Professor Peter Blackmore struggled to get out his own phone as he drove randomly through the streets of Promise Falls. Glancing back and forth between the road and his phone, he called up a number and entered it.
He had the phone to his ear. One ring, two rings. Then:
“What is it, Peter?”
“Clive, she’s dead!”
“What?” Duncomb said.
“Miriam’s dead!”
“You’re out of your mind,” the security chief said. “Peter, you need to accept what happened. Georgina was killed at the drive-in. Miriam wasn’t. I spoke to her. You were there. I spoke to her and she’s fine.”
“After!” he shouted into the phone. “She was killed after!”
“What the hell are you saying? Where are you?”
“Someone went to the house after you talked to her. That’s when it happened.”
“Where are you getting this from? Who told you this?”

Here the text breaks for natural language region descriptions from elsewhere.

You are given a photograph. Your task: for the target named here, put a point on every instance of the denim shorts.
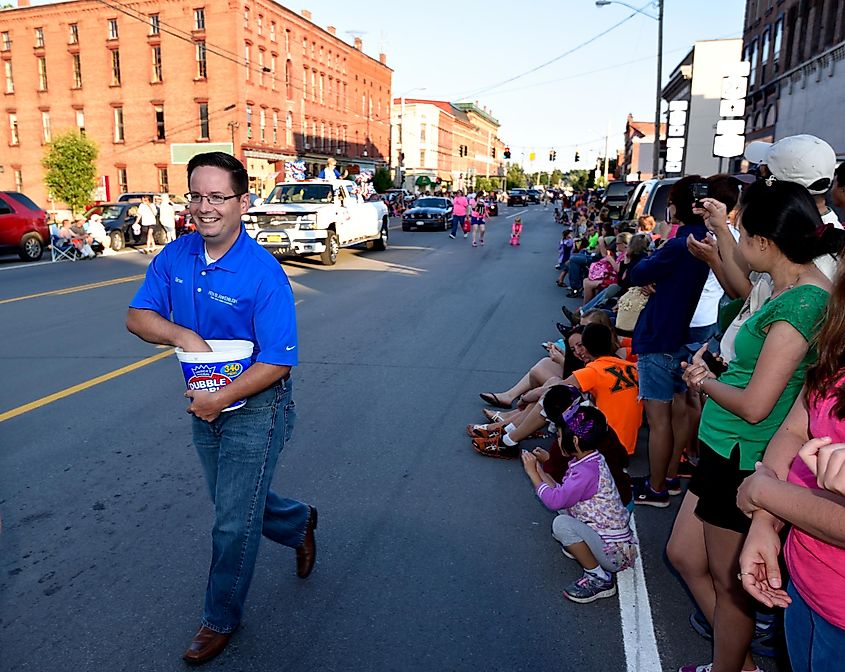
(660, 375)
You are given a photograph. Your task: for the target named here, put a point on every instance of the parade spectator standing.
(460, 204)
(746, 405)
(147, 220)
(659, 338)
(167, 217)
(198, 279)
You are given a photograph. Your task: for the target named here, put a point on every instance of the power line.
(555, 59)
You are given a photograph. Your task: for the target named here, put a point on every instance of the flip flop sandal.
(482, 431)
(492, 416)
(491, 448)
(493, 400)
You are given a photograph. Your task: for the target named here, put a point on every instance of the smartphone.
(699, 190)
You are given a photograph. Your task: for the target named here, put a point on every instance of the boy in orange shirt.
(612, 383)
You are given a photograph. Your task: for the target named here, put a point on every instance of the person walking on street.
(167, 217)
(459, 212)
(147, 220)
(218, 283)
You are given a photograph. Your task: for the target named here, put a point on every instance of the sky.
(456, 50)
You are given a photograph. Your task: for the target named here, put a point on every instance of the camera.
(699, 190)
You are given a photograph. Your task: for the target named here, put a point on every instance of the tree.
(71, 169)
(516, 176)
(381, 180)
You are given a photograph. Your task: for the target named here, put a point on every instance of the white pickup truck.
(317, 217)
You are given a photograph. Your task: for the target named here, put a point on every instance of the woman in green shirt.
(781, 234)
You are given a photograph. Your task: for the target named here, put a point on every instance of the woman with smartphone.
(780, 234)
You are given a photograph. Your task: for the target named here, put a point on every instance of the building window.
(156, 54)
(118, 124)
(202, 71)
(42, 73)
(13, 129)
(122, 182)
(159, 114)
(778, 40)
(115, 67)
(77, 71)
(46, 133)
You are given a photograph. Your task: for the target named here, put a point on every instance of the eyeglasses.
(213, 199)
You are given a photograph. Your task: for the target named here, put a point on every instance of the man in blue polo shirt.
(219, 283)
(660, 335)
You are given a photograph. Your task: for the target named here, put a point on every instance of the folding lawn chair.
(61, 249)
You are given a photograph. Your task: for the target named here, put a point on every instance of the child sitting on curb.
(593, 525)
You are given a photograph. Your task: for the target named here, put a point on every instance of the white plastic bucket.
(210, 371)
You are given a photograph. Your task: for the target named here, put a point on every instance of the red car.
(23, 226)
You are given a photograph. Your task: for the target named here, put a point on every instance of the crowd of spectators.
(721, 332)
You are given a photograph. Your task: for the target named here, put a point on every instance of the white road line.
(641, 652)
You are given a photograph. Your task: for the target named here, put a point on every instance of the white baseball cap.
(804, 159)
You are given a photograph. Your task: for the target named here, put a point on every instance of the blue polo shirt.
(244, 295)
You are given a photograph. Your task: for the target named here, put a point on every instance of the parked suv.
(23, 226)
(616, 195)
(649, 198)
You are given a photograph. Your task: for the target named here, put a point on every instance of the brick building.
(455, 143)
(151, 81)
(795, 49)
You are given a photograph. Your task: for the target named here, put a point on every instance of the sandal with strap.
(483, 431)
(493, 416)
(490, 447)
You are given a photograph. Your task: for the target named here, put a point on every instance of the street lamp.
(655, 161)
(402, 134)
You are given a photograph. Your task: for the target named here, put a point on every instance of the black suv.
(517, 196)
(616, 195)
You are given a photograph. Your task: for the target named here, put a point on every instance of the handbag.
(628, 309)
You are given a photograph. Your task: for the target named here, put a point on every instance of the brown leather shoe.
(206, 645)
(307, 553)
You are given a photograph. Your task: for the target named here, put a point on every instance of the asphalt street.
(430, 557)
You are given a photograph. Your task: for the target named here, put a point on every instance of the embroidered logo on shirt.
(222, 298)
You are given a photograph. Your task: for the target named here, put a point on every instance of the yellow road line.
(50, 398)
(78, 288)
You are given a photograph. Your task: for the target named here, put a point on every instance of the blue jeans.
(814, 644)
(579, 264)
(238, 453)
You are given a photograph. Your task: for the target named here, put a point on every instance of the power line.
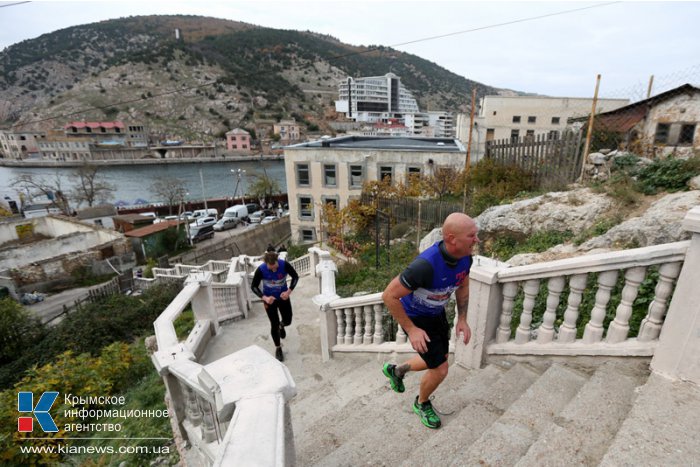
(466, 31)
(13, 4)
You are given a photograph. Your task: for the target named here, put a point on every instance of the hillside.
(219, 74)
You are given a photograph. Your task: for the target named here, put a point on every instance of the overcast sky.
(557, 55)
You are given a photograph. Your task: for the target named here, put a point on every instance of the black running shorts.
(438, 330)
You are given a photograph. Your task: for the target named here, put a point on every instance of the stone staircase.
(525, 414)
(531, 412)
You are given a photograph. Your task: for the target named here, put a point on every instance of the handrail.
(645, 256)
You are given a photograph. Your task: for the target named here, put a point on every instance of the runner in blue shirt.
(275, 295)
(417, 298)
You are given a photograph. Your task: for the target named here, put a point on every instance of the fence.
(551, 160)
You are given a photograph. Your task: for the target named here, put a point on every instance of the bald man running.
(416, 299)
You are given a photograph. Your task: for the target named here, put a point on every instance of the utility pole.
(467, 163)
(587, 146)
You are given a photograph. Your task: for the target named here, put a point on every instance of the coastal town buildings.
(333, 171)
(377, 100)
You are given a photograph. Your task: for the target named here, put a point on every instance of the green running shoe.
(427, 414)
(396, 382)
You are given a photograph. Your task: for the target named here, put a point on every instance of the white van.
(205, 213)
(238, 212)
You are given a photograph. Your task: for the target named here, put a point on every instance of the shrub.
(667, 174)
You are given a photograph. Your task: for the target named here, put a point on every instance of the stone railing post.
(679, 343)
(485, 299)
(325, 270)
(203, 301)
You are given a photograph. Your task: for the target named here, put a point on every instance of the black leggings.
(285, 309)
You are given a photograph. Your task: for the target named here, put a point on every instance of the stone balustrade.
(216, 405)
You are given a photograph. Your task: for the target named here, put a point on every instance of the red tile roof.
(94, 125)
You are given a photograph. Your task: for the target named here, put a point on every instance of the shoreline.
(119, 162)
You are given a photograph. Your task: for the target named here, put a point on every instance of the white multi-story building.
(513, 117)
(334, 170)
(375, 98)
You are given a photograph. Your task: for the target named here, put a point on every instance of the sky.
(501, 44)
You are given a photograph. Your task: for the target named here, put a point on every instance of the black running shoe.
(427, 414)
(389, 371)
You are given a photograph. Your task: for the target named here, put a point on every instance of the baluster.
(358, 326)
(651, 324)
(378, 329)
(546, 331)
(368, 324)
(593, 331)
(510, 290)
(522, 334)
(619, 328)
(567, 331)
(208, 429)
(341, 325)
(194, 415)
(348, 325)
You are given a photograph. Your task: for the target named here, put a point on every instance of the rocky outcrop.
(574, 210)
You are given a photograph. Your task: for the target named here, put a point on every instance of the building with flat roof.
(333, 171)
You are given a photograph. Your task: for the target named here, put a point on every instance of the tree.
(170, 189)
(264, 186)
(52, 188)
(90, 185)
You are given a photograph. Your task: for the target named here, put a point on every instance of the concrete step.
(332, 387)
(659, 428)
(588, 424)
(510, 437)
(391, 429)
(487, 405)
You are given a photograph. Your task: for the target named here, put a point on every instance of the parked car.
(252, 207)
(201, 232)
(256, 217)
(239, 212)
(226, 223)
(211, 220)
(201, 213)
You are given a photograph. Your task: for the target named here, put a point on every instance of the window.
(330, 200)
(303, 176)
(307, 235)
(687, 134)
(386, 171)
(662, 130)
(356, 176)
(329, 175)
(306, 208)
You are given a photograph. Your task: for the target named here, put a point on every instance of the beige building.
(334, 170)
(514, 117)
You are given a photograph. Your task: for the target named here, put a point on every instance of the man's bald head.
(459, 233)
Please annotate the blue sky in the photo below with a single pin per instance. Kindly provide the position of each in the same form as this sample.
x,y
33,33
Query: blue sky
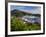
x,y
29,9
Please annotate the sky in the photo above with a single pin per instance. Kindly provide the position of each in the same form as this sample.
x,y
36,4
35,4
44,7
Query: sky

“Duckworth! I just saw him!”
Duncomb was quiet on the other end of the line.
“Clive?”
“I’m here.”
“It was you, wasn’t it?” Peter said.
“What?”
“You killed her.”
“Why the hell would I kill Miriam?”
“Maybe she had something on you. Something more than a video with Olivia Fisher on it. Something about you and Liz, that’d be my bet. Maybe something from when you were in Boston. Was it something like that?”
“You’ve lost it, Peter. You want to lay this on me, but you’re the one who was out all night. The one who shows up this morning with blood on him. What was your reason? Why’d you kill her? Because it wasn’t her in that car with Adam? Because she was the one who should have died anyway, and not Georgina?”
“No! That’s not what happened!”
“What did you tell him?” Clive asked.
“What?”
“What’d you tell Duckworth?”
Blackmore didn’t speak for several seconds. Finally, “Nothing.”
“Bullshit,” Duncomb said. “What did you tell him?”
“Nothing. I didn’t tell him a thing,” the professor lied, struggling to compose himself. “But he had questions about you.”
“Like what?”
“This isn’t something I should talk about on the phone.”
“Jesus, you accuse me of killing Miriam, but suddenly you can’t discuss stuff on the phone.”
“It’s complicated,” Blackmore said. “Where are you?”
“I went to the bank. I’m downtown, on Claymore. I can meet you.”
“Just stay there. Be out front. I’ll pick you up.”
“Where are you?”
“I’m five minutes away, if that. I’ll tell you everything when I see you.” Blackmore ended the call, tossed the phone onto the seat next to him, cranked the wheel hard, and pulled a U-turn, nearly cutting off a Finley Springs truck.
When he was getting back on his feet, and touching his hand to the back of his head, Duckworth had noticed Blackmore’s car making a right turn before it had disappeared from view.
Once he’d hung up on Rhonda Finderman — a move Duckworth predicted would see him, instead of Carlson, writing parking tickets until the end of time — and dropped in behind the wheel, he took off in the same direction, but there was no sign of Blackmore on the street he’d turned down.
Duckworth’s foot was heavy on the accelerator. At each cross street, he glanced quickly in both directions. He hoped, now that all Promise Falls cruisers had been alerted, someone would spot the professor’s car.
Where would the man go? Duckworth wondered. Home? Back to the college? Those would be the first two places the police would look for him.